Bem, depois de cada tombo dolorido, desastroso e humilhante que levei, eu me levantava com pose de pavão emplumado, continuava a caminhar elegantemente, sorrindo ou rindo de mim mesma, olhando para todos ao meu redor e motivava o meu público – “se alguém quiser rir a hora é essa”! Afinal de contas quem nunca caiu um tombo na vida?

Então gente, é assim na vida, vamos cair e nem sempre iremos poder prever o tombo, em alguns casos será inevitável, quem sabe em outros até necessário. Por vezes iremos nos machucar um pouco, talvez muito, quem sabe ficará uma cicatriz. No entanto não ficaremos ao chão para sempre, não é possível, mesmo que quiséssemos ficar lá encolhidinhos por causa da dor ou da vergonha, alguém vai passar e causar uma reação em nós, nem sempre será de ajuda, pode ser apenas uma pergunta, uma mão estendida, o fato é que teremos que nos levantar, e de que forma?
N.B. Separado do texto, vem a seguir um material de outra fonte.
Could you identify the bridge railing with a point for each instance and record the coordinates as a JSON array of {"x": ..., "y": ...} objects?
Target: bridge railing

“Posso até me atrasar um pouco, mas o tombo não mudará o meu objetivo”!

Eu prefiro me erguer mais forte, se o tombo foi causado por outros (como a poça de sagu que deixaram ali), se me empurraram, se muitos viram a minha queda e não puderam me ajudar ou não quiseram, não importa, ainda prefiro me erguer encarando tudo e todos com um sorriso nos lábios, de cabeça erguida sem desviar o olhar de onde quero ir!

Não mudo o meu passo querendo sair correndo de vergonha, nem corro para me esconder. Não fico reclamando do salto que quebrou, do joelho que lascou ou culpando aquele que me empurrou, posso até me atrasar um pouco, mas o tombo não mudará o meu objetivo!
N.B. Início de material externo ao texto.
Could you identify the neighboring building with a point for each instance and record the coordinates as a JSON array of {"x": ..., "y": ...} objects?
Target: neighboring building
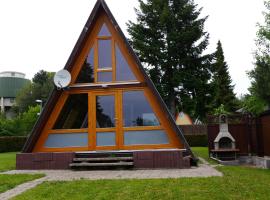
[{"x": 10, "y": 83}]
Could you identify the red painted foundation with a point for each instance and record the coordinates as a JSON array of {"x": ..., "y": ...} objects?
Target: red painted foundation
[
  {"x": 160, "y": 159},
  {"x": 142, "y": 159},
  {"x": 44, "y": 160}
]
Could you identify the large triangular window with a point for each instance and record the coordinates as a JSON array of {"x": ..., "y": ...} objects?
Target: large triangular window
[{"x": 137, "y": 110}]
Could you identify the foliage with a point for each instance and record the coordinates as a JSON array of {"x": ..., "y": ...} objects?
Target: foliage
[
  {"x": 220, "y": 110},
  {"x": 237, "y": 183},
  {"x": 7, "y": 161},
  {"x": 253, "y": 104},
  {"x": 9, "y": 181},
  {"x": 260, "y": 75},
  {"x": 38, "y": 89},
  {"x": 197, "y": 140},
  {"x": 169, "y": 38},
  {"x": 21, "y": 124},
  {"x": 222, "y": 82},
  {"x": 12, "y": 143}
]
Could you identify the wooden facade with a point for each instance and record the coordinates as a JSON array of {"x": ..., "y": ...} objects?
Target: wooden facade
[{"x": 102, "y": 29}]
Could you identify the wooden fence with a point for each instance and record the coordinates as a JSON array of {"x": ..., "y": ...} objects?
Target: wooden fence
[{"x": 252, "y": 135}]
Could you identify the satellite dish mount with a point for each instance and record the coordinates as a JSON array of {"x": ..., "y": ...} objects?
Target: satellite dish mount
[{"x": 62, "y": 79}]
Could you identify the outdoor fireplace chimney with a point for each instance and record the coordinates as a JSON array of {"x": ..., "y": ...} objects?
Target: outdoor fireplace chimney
[{"x": 224, "y": 139}]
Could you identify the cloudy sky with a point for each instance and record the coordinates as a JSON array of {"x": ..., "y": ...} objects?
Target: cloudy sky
[{"x": 40, "y": 34}]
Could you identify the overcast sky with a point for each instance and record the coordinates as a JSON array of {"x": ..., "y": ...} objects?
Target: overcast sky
[{"x": 40, "y": 34}]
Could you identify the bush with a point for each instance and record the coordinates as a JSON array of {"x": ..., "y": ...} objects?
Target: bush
[
  {"x": 197, "y": 140},
  {"x": 12, "y": 143},
  {"x": 20, "y": 125}
]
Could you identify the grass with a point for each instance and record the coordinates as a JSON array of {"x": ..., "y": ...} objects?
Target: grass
[
  {"x": 203, "y": 152},
  {"x": 237, "y": 183},
  {"x": 8, "y": 181},
  {"x": 7, "y": 161}
]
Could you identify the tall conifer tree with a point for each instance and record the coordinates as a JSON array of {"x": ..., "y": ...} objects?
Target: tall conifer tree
[
  {"x": 223, "y": 87},
  {"x": 169, "y": 38},
  {"x": 260, "y": 75}
]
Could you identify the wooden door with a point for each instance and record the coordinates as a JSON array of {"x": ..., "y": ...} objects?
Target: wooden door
[{"x": 105, "y": 115}]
As quedas na vida são inevitáveis, elas machucam, causam dor, tristeza, mágoa, solidão. Então já que não posso evitá-las, preciso aprender a superá-las, superar nem sempre é esquecer, superar é continuar de onde caímos, porém de pé e se possível for, melhores! Não somos super-heróis inabaláveis, indestrutíveis, mas somos fortes o bastante para nos levantarmos sempre e estar atento ao que está caído pelo caminho, pois talvez ele esteja esperando para provocarmos nele uma reação!

Lembre-se que: “temos duas mãos, uma para esticar e a outra para nos apoiar!